The above does not bode well for most of the people in this film. Bale is intolerably bland as Batman. But Batman is a blank slate, I hear you cry. He’s driven by his sense of duty and has no personality, you’ll say. Batman is not the mannequin that Bale portrays. He’s a paranoid control-freak. This is a man who (in the comics, and The Dark Knight) creates the world’s most elaborate big brother. He knows where everyone is at all times and beyond that attempts to control where they are. None of this is visible in the Batman who hides in his mansion for 8 years and says come what may. Yes, he became a villain to make Harvey Dent a symbol but Batman spends so much time evading the police as a hero that life as a villain would hardly be any different. Then at the end of the movie he shirks his “calling” to hang out with Catwoman. Also, his innate and unfounded trust in the woman who sold him out to Bane, had his back broken and landed him in a hellhole prison is completely unbelievable.

Why can nobody act any more? I’m shocked there was anything left to blow up after the amount of scenery Gary Oldman and Michael Caine chewed their way through. This was the series that reinvented Gary Oldman for me and gave him a shred of credibility. Now I find him weeping like he’s just won Best Actress. Michael Caine is borderline at the best of times but Sad Alfred was just embarrassing to watch. Joseph Gordon-Levitt and Anne Hathaway are the only ones who leave you with the sense that they understood what they were making and where to pitch their performances.

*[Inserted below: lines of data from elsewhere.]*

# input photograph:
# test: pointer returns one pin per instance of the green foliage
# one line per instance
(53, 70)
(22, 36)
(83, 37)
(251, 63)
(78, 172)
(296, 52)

“Welcome to the house of no fun.”

With the exception of Catwoman and Scarecrow this movie is an absolute fun void. I don’t know anybody who reads Batman for Batman. Batman is all about the twisted, sadistic nutjobs that Arkham simply cannot keep inside. Batman’s villains are the root of all the fun to be had. This is a fact that Nolan used to know. He took the Joker and stuck him into his ‘realist’ vision of Batman, never forgetting the fun that the Joker brings with him. This should be true for any of the Caped Crusader’s villains. Their success depends on the dark kick that we get out of them, on the sadistic smiles and inappropriate laughs. Bane and Talia provide none of this, with Selina Kyle and Jonathan Crane left to pick up the slack. Ledger’s Joker dressed up as a nurse, killed a guy with a pencil, blew up a hospital and killed Batman’s girlfriend. Hilarious.

“And so to bed.”

Basically The Dark Knight Rises saw the series lose its way. Instead of the intimacy of the first two films, we got all the hollow splendour of an IMAX spectacle. In trying to make a hit it seems as though Nolan forgot to make a movie. I’m coining the Curse of Bane. Put him in a Batman movie, wait for it to die. Hopefully Nolan goes back to what he does best for his next film and makes a movie about people. Leave the spectacle to Michael Bay.